Shoulder press was 103 pounds when I started CrossFit; it stayed the same (or went down) until two months after I changed my diet. March 29, 2009 – 105 pounds. April 2 – 107 pounds. April 4 – 110 pounds. April 7 – 112 pounds. By the end of June, I was up to 115 pounds. (An increase of 10 pounds in five months)

Like I had said before, when I started CrossFit in 2007, I was already fairly strong. My first front squat attempt maxed out at 185 pounds. However, my front squat remained unchanged until March of 2009, when I hit 187 pounds. Two months later, I had a 200 pound front squat. (An increase of 13 pounds in four months)

One last lift to note is that my back squat has gone up 27 pounds this year alone.

Olympic lifts have continued a positive linear progression that does not appear as closely linked to diet.

A quick note about body composition: my body weight hovered around 145-150 for most of the past few years; I’m not sure of what my body fat was, but it was most likely around 16%. With the change in my diet, I quickly put on about 5 pounds, and today I weigh in around 160. Apparently, this was all muscle mass I was in need of – the last Bod Pod test I had was in early summer, and it determined I was approximately 7% body fat.
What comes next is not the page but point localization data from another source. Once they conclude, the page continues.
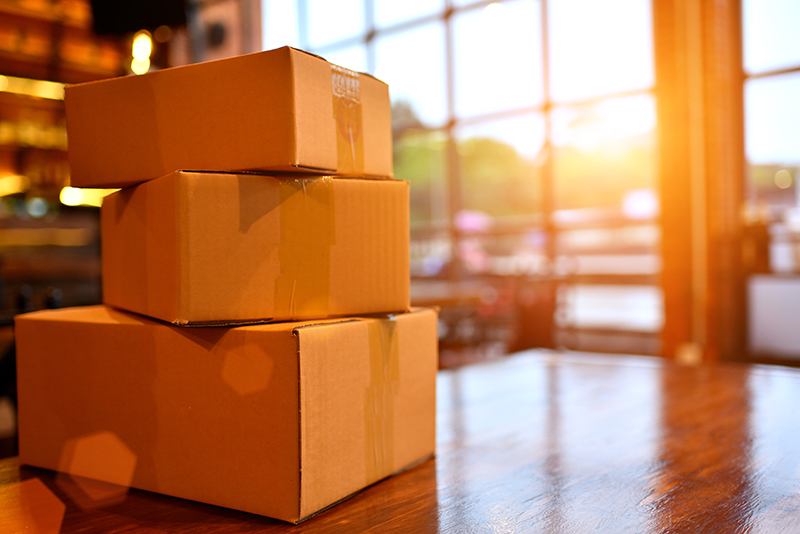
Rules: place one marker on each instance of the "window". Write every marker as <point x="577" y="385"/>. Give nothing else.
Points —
<point x="526" y="129"/>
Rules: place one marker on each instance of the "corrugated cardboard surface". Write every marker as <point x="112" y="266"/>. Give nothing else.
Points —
<point x="192" y="248"/>
<point x="280" y="420"/>
<point x="273" y="110"/>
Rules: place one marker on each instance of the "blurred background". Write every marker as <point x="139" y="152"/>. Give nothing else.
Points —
<point x="615" y="176"/>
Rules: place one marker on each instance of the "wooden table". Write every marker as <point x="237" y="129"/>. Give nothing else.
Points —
<point x="538" y="442"/>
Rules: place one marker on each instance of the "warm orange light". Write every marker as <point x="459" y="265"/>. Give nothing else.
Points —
<point x="73" y="196"/>
<point x="783" y="179"/>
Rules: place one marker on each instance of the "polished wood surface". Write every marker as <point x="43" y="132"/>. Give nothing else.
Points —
<point x="537" y="442"/>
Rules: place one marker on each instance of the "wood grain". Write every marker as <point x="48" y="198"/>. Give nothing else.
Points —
<point x="546" y="442"/>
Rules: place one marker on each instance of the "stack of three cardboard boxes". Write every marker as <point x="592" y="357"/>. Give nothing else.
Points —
<point x="250" y="409"/>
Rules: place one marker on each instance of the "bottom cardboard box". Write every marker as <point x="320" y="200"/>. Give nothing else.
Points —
<point x="280" y="420"/>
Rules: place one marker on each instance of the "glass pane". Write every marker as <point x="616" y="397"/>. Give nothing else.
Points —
<point x="603" y="156"/>
<point x="497" y="58"/>
<point x="770" y="34"/>
<point x="499" y="168"/>
<point x="279" y="24"/>
<point x="352" y="57"/>
<point x="330" y="22"/>
<point x="599" y="48"/>
<point x="420" y="158"/>
<point x="391" y="12"/>
<point x="771" y="118"/>
<point x="772" y="138"/>
<point x="412" y="63"/>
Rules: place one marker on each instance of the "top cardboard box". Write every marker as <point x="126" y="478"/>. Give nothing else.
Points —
<point x="280" y="110"/>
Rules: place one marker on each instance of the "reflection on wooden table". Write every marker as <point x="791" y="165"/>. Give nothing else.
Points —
<point x="538" y="442"/>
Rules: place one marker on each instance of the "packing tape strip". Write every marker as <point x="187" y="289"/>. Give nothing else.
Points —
<point x="307" y="215"/>
<point x="349" y="124"/>
<point x="384" y="363"/>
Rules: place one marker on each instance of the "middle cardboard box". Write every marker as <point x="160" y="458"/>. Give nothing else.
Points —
<point x="197" y="248"/>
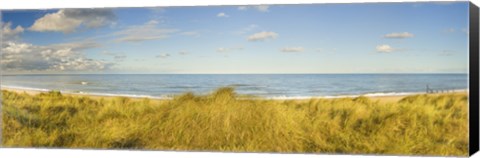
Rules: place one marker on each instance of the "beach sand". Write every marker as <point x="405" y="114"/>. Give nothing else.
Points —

Even with the increase in strength and body weight, I have continued to see progress with my speed and metcons. This is huge for me, because historically, an increase in strength/size would directly correlate to a downturn in all things related to calisthenics, speed and general huffing and puffing performance.

Lastly, I want to make it clear that I do not go OCD with the Paleo approach. I do not weigh or measure my food, though I do try to combine protein, fats and carbohydrates in each meal (however, not in Zone proportions). Once every week or two I eat pizza. Occasionally, I have wings and beer. The vast majority of the time I focus on food quality (local, organic, humanely raised), but I refuse to stress about food. Making good choices most of the time works for me and makes it easy to pass on the same advice to my clients. I have yet to see frenetic obsession about nutrition produce any positive gains in a client.

This year has been a whirlwind for me. I was able to come in 3rd place at the Dirty South Qualifiers as well as place 14th female overall for the 2009 CrossFit Games, and I credit Robb Wolf and his nutrition cert for a good portion of those accomplishments. I believe that successful athletes, especially those of us over 30, are made from simple, high quality Paleo foods. Gluten, grains, beans and similar Neolithic foods have proven to me to be detrimental to health and athletic performance.